Pengertian Istihsan Dan Dalil Kehujjahannya
PENGERTIAN ISTIHSAN MENURUT BAHASA DAN ISTILAH
Pengertian istihsan menurut bahasa adalah menganggap dan meyakini baik
suatu perkara.
Makna pengertian istihsan menurut istilah adalah mengamalkan dalil yang
paling kuat dari dua dalil, atau mengambil kemaslahatan juz’iyah untuk
menandingi dalil yang bersifat umum .
Ulama’ berbeda pendapat tentang kehujjahan istihsan sebagai berikut :
1.
Ulama’
Hanafiyah, Hanabillah, dan Malikiyah mengatakan : istihsan adalah hujjah
syar’iyah.
DALIL-DALIL ORANG YANG MENGINGKARI ISTIHSAN
1.
Bahwasanya
hanya diperbolehkan menghukumi dengan nash atau yang diqiyaskan dengan nash,
dan tidak boleh dengan selain keduanya, karena akan menciptakan syari’at dengan
hawa nafsu dan itu merupakan perbuatan batil.
2.
Nabi tidak
memberi fatwa dengan istihsan tetapi menunggu sampai turunnya wahyu, dan
andaikan nabi memakai istihsan nabi tidak mungkin salah, sebab apa yang
diucapkan nabi tidak mungkin keluar dari hawa nafsu.
3. Istihsan pondasinya adalah aqal yang mana orang ’alim dan orang bodoh
sama kedudukannya, dan andaikan istihsan diperbolehkan maka berarti setiap
orang boleh menciptakan syari’at yang baru untuk dirinya sendiri.

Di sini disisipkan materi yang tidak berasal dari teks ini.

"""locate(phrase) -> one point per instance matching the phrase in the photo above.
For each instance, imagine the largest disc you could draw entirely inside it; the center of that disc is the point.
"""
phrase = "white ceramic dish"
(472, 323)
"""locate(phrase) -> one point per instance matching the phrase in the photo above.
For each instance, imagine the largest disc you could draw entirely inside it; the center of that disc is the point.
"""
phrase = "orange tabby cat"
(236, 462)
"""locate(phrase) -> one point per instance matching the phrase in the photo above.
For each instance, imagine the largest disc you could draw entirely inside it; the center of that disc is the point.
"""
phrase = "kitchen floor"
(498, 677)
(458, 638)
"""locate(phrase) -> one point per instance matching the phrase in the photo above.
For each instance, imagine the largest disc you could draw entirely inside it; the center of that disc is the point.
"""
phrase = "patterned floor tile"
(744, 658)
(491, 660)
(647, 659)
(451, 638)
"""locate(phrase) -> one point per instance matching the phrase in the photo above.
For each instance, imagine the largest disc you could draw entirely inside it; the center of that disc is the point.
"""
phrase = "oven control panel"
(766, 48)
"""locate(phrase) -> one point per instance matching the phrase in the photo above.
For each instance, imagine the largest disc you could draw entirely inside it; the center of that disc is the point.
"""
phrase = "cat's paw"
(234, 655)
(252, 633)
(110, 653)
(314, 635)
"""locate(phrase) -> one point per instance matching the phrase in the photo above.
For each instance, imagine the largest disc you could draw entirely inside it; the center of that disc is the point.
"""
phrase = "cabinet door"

DALIL-DALIL ULAMA’ YANG MENETAPKAN ISTIHSAN
1. Mengambil istihsan berarti meninggalkan perkara yang sulit menuju
perkara yang mudah, dan ini merupakan pokok agama islam. Allah berfirman :
يريدالله بكم اليسر ولايريدبكم العسر
Artinya : “Allah menghendaki kamu
kemudahan dan tidak menghendaki kesukaran padamu .”
Allah juga berfirman :
واتبعوا أحسن ماأنزل إليكم
Artinya : “Ikutilah yang paling bagus dari
yang di turunkan padamu.”
Diriwayatkan dari ibnu mas’ud :
ما رأه المسلمون حسنا فهو عندالله حسن
Artinya :
“Bahwa apa yang di pandang baik oleh orang orang muslim adalah baik
disisi Allah”.
2.
Ketetapan
istihsan adalah dengan dalil-dalil yang telah disepakati ulama’ bahwa dalil
tersebut adalah hujjah, karena istihsan :
a.
Adakalanya
ditetapkan dengan astar, seperti aqad salam/pesan, sewa-menyewa, dan tidak
batalnya puasa karena makan dalam keadaan lupa.
b.
Adakalanya
dengan ijma’, seperti bolehnya aqad istisna’ (pesan membuat sesuatu)
c.
Adakalanya
dengan dhorurat, seperti sucinya kolam dan sumur setelah terkena najis dengan
menumpahkan air
d.
Adakalanya
dengan qiyas khofi, seperti sucinya air sisa minuman binatang buas .
e.
Adakalanya
dengan ’urf, seperti ongkos masuk kamar mandi umum .
f.
Adakalanya
dengan maslahah, seperti ganti rugi atas diri seorang pemakai.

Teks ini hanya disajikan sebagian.